Он действительно оставался равнодушен к этим проявлениям славы. Всё препятствовавшее его творчеству теперь осознанно отвергалось им. В феврале 1874 года Лист образно написал княгине Витгенштейн, что его единственная честолюбивая мечта – по возможности дальше закинуть копье в мир будущего. К сожалению, княгиня Каролина оказалась права, когда с грустью констатировала: «Пройдут поколения, пока его поймут полностью, ибо он гораздо дальше закинул в будущее свое копье, чем Вагнер»[684]. Это полное понимание не пришло и до сих пор…
Вернувшись в Будапешт, Лист наконец представил публике завершенную еще зимой мелодекламацию «Любовь мертвого поэта», уже в который раз подтверждая неизменность главного принципа своей жизни: «Я обоготворяю нашу родину и наше искусство. Моим единственным желанием является служить им без личных притязаний и тщеславия, либо работой в уединении над моими произведениями… либо в совместном труде с моими друзьями на благо общественных интересов»[685].
Увы, Лист не мог принадлежать только себе. «Совместный труд на благо общественных интересов» и занятия с многочисленными учениками являлись несомненным проявлением величия Листа-человека, но непреодолимым препятствием для Листа-композитора.
В мае Лист покинул Будапешт, но вопреки обычаю отправился не в Веймар, а сразу в Рим – вернее, в Тиволи, на виллу д’Эсте, чтобы отдаться творчеству. Лишь раз в неделю он приезжал в Рим, на свою квартиру, недавно снятую в доме 43 по улице деи Гречи (via dei Greci), где занимался с учениками. Под «сенью покоя виллы д’Эсте» его уже ждали рояль, перо и нотная бумага.
Двадцать второго мая в Варшаве скончалась Мария Калержи. На трагическое известие Лист отреагировал проникновенным, щемящим сердце произведением – «Первой элегией» (Erste Elégie).
За летние месяцы 1874 года Лист также сочинил и посвятил архиепископу Хайнальду очередную легенду «Святая Цецилия» (Die heilige Cäcilia). Кроме того, он продолжал работать над «Легендой о святом Станиславе».

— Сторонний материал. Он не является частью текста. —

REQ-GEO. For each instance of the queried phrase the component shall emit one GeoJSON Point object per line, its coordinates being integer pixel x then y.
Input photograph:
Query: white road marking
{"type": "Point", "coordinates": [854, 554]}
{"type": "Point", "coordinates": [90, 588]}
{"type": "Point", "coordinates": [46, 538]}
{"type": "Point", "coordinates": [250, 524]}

А к осени была завершена оратория «Колокола Страсбургского собора» (Die Glocken des Strassburger Münsters)[686]для солистов, хора и оркестра, состоящая из двух частей: «Прелюдия: Эксельсиор» (Vorspiel: Excelsior) и «Колокола» (Die Glocken). Для сюжета был использован пролог поэмы Лонгфелло «Золотая легенда»: демоны во главе с Люцифером витают вокруг собора, стремясь прекратить ненавистный им колокольный звон, «зычный колокол сорвать и оземь вдребезги разбить». Но звон окропленных святой водой колоколов подавляет и гул непогоды, и вой сатанинских полчищ, вынужденных отступить. «Прелюдия» написана на стихотворение Лонгфелло «Эксельсиор» (Excelsior[687]). Лист посвятил свое произведение Лонгфелло; 22 ноября он написал в посвящении: «Excelsior! – „Еще выше!“ Это девиз поэзии и музыки. Они беспрерывно воспевают хвалу, возносимую душой человека вечности и Небесам, и, следовательно, сопровождают мелодию Sarsum corda („Мужайся“), что ежедневно звучит в церквах и вызванивается их колоколами»[688].